Senza scorta era a bordo della sua vecchia Ford Fiesta color amaranto, sulla Statale 640 Caltanisetta-Agrigento, quando fu speronato dall'auto dei quattro killer. Tentò una fuga a piedi attraverso i campi limitrofi ma, già ferito da un colpo ad una spalla, fu raggiunto dopo poche decine di metri e freddato a colpi di pistola. Non tirava aria buona in quegli anni per i giudici impegnati nella lotta alla mafia e nel mezzo delle polemiche contrapposte, per screditarli, fu coniata l’espressione “giudici ragazzini”, ossia giovani e inadeguati. Livatino con la competenza e con il sacrificio della vita è divenuto l’emblema di giudice specchiato, competente tanto da far tremare potenti cosche.

Oggi sono in tanti a celebrarlo. Quando fu ammazzato le polemiche erano accese intorno al che fare e come farlo nella lotta alla mafia e i giudici in prima linea non riscuotevano unanimi consensi. Solo due anni dopo la sua uccisione, si registrò il culmine dello scontro tra Stato e mafia con gli attentati contro Falcone, Borsellino, la notte delle bombe a Roma, Milano, Firenze. Nel 1993, dopo aver incontrato i genitori di Livatino, papa Wojtyla pronunciò la terribile filippica contro la mafia nella Valle dei Tempi di Agrigento. E anni dopo Francesco parlò di scomunica nei confronti di mafia, ‘ndrangheta e associazioni criminali. Livatino come altre vittime della mafia ha contribuito a far compiere passi avanti nella coscienza civica dell’Italia. Ma il traguardo è ancora lunga. “La mafia – ha puntualizzato il cardinale Francesco Montenegro di Agrigento - non è solo quella delle stragi, ma è anche quella del silenzio, delle ingiustizie, delle raccomandazioni, delle scorciatoie ai danni dei più deboli. Anche questa mafia uccide. Dobbiamo chiederci se davvero abbiamo preso le distanze dalle mentalità mafiose, così diffuse sulla nostra terra, altrettanto pericolose quanto la violenza del diavolo“. Livatino non può restare “un santino” ma l’esempio di un impegno attivo.

Non è un caso che papa Francesco con il ricordo di Levatino ha puntato i riflettori su altri contesti di violenza che non si riesce a estirpare. “Seguo – ha detto dopo la recita del Regina Caeli - con particolare preoccupazione gli eventi che stanno accadendo a Gerusalemme. Prego affinché essa sia luogo di incontro e non di scontri violenti, luogo di preghiera e di pace. Invito tutti a cercare soluzioni condivise affinché l’identità multireligiosa e multiculturale della Città Santa sia rispettata e possa prevalere la fratellanza. La violenza genera solo violenza. Basta con gli scontri.

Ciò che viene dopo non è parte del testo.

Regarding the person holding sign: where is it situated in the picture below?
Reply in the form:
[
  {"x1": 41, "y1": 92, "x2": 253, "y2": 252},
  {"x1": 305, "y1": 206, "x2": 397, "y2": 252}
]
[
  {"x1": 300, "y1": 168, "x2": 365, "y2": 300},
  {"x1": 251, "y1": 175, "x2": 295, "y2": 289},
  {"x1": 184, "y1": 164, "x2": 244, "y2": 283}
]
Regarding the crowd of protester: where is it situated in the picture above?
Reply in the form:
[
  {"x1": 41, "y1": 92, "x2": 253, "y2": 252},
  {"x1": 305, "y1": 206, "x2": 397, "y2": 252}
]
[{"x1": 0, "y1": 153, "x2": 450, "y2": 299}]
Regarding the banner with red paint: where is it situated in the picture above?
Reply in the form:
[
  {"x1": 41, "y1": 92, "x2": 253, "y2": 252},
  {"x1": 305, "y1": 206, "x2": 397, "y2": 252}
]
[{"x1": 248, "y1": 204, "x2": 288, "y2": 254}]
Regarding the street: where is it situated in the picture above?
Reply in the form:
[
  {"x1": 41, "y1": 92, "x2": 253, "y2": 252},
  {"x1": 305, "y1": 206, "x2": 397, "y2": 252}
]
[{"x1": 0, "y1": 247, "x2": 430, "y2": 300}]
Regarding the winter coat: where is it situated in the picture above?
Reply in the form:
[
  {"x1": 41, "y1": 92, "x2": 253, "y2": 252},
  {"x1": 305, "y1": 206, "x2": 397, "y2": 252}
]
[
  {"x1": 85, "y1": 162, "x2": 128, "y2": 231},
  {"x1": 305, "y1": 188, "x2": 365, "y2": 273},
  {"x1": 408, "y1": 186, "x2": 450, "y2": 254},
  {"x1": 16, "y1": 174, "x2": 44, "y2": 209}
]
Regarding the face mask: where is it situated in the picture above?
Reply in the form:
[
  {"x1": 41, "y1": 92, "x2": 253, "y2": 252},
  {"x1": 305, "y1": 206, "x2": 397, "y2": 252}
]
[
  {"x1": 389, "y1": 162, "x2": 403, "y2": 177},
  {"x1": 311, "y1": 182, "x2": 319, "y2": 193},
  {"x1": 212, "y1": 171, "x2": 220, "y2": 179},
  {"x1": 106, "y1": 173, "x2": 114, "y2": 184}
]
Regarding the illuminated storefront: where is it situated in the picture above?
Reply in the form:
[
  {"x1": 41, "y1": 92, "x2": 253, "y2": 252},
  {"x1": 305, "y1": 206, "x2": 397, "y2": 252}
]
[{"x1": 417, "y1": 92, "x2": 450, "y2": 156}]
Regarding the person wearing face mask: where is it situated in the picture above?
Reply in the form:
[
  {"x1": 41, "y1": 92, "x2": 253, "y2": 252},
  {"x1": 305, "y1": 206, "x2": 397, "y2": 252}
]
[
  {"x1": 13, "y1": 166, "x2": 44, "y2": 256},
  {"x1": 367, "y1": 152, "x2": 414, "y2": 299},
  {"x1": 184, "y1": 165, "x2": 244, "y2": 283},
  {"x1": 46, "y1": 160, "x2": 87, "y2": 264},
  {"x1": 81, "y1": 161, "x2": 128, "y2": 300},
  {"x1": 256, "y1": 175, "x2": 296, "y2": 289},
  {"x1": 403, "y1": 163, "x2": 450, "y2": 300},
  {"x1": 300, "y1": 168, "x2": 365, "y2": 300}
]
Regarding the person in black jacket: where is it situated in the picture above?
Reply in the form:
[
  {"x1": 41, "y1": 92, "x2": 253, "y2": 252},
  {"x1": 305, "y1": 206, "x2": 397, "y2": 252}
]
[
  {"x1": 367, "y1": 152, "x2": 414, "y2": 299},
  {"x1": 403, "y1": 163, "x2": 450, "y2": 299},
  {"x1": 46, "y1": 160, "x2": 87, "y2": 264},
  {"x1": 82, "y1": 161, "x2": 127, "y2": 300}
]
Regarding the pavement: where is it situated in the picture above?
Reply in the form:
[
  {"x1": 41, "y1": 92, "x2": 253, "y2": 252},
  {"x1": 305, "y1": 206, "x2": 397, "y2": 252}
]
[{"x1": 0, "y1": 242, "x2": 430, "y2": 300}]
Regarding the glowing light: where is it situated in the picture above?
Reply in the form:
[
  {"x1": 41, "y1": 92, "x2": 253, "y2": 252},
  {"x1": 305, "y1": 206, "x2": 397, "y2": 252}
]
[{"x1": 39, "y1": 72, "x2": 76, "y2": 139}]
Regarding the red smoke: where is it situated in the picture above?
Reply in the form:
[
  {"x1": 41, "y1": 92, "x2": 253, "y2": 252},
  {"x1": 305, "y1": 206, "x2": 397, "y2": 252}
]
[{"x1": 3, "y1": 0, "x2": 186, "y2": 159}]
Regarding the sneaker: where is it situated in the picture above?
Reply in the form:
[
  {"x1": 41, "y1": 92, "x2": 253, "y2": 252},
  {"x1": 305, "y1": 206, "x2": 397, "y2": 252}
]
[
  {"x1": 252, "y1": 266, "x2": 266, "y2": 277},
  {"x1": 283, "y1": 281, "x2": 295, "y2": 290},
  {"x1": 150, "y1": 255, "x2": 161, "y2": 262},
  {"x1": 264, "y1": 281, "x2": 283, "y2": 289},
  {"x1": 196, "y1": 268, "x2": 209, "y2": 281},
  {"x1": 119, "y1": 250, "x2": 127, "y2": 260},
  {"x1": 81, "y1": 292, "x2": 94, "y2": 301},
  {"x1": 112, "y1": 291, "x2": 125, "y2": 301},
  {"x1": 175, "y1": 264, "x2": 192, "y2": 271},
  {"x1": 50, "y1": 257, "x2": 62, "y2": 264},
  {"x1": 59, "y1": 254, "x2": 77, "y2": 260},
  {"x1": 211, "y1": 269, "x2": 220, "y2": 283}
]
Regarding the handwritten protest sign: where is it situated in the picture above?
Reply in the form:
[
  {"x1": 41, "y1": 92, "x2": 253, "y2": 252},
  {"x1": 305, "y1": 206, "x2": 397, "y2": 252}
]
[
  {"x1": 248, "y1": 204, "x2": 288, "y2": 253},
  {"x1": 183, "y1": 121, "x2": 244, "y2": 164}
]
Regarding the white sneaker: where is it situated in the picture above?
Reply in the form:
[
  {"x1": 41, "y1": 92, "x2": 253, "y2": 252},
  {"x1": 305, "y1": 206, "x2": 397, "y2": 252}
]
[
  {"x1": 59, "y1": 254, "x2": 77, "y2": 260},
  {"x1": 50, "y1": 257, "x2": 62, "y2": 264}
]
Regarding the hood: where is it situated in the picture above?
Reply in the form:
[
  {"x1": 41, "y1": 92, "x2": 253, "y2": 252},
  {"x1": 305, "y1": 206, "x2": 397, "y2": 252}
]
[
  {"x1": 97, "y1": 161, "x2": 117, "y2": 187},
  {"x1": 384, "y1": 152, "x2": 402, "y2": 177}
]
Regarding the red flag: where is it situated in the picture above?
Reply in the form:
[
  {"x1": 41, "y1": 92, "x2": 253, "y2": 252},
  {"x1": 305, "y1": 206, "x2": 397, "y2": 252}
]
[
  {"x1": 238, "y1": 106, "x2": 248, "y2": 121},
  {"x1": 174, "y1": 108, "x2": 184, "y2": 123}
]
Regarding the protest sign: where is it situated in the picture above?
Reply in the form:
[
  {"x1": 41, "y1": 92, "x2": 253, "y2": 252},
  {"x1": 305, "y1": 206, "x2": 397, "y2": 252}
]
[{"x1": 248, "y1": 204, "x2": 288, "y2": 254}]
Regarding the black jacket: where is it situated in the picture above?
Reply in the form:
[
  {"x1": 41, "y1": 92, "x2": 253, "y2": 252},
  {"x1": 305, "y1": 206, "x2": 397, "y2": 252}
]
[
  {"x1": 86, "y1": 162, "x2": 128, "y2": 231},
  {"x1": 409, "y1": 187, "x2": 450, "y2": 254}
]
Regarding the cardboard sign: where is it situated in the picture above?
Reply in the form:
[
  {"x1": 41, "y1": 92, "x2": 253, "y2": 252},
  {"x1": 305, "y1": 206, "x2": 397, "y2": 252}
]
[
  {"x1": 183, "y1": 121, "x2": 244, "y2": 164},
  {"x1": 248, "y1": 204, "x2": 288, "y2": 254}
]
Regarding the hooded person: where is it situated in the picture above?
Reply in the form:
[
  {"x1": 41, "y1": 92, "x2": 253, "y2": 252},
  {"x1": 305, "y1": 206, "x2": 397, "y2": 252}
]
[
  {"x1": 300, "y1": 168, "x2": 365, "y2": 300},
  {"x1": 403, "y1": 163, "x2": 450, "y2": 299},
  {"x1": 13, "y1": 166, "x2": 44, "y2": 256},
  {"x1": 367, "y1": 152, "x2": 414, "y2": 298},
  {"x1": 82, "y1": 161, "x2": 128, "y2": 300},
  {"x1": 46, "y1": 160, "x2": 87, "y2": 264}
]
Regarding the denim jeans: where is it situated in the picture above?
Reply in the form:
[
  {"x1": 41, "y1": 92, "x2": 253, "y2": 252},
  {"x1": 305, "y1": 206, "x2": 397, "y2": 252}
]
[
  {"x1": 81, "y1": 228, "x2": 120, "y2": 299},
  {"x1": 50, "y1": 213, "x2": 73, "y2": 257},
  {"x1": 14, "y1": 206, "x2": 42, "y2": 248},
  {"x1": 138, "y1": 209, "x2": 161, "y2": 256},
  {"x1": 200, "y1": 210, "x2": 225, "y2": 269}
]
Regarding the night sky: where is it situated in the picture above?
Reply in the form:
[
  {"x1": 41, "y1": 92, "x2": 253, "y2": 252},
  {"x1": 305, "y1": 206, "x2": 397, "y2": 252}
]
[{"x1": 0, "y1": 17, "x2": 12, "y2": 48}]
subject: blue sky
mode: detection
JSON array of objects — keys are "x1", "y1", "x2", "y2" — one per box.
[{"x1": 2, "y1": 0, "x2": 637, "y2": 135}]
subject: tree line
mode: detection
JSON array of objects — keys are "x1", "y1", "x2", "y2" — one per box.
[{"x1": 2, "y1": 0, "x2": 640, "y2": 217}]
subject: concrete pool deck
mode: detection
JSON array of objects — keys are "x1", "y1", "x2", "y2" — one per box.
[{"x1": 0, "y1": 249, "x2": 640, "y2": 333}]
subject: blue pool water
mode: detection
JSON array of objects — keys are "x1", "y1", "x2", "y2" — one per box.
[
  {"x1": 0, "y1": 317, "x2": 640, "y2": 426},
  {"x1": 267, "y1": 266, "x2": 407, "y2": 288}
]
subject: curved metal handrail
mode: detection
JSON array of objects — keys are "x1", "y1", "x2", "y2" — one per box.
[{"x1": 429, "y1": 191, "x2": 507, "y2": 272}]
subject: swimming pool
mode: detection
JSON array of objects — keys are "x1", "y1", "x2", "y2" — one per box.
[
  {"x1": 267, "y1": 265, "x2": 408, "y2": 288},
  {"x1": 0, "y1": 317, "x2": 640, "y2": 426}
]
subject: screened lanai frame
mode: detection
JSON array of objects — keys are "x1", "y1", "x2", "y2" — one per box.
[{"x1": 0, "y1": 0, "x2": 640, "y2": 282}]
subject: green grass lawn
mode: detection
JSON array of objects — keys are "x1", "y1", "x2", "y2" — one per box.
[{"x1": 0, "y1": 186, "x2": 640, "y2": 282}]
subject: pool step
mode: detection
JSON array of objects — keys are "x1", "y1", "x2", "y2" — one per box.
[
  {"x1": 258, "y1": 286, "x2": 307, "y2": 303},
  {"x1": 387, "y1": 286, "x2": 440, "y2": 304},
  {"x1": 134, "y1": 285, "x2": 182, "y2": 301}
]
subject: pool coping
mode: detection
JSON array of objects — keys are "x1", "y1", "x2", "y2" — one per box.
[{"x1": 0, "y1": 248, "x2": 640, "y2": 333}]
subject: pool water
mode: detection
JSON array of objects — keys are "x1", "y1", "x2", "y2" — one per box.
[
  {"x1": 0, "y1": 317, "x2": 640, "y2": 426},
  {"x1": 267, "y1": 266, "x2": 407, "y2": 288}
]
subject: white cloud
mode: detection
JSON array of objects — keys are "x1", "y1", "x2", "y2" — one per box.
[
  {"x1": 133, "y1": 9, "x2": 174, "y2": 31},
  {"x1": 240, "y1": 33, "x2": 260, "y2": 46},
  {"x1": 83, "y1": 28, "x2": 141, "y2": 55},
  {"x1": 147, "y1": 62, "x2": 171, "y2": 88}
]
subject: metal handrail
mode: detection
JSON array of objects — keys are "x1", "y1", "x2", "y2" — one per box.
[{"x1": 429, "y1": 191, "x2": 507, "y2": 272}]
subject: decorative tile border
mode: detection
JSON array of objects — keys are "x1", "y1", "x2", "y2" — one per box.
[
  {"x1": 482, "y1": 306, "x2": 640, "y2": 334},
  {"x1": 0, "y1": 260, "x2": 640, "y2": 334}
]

E preghiamo anche per le vittime dell’attentato terroristico avvenuto ieri a Kabul: un’azione disumana che ha colpito tante ragazzine mentre uscivano da scuola. Preghiamo per ognuna di loro e per le loro famiglie. E che Dio doni pace all’Afghanistan”. Francesco nel ricordo della beatificazione di Rosario Angelo Livatino, lo ha definito “martire della giustizia e della fede. Nel suo servizio alla collettività come giudice integerrimo, che non si è lasciato mai corrompere, - ha detto il papa - si è sforzato di giudicare non per condannare ma per redimere. Il suo lavoro lo poneva sempre “sotto la tutela di Dio”; per questo è diventato testimone del Vangelo fino alla morte eroica. Il suo esempio sia per tutti, specialmente per i magistrati, stimolo ad essere leali difensori della legalità e della libertà”.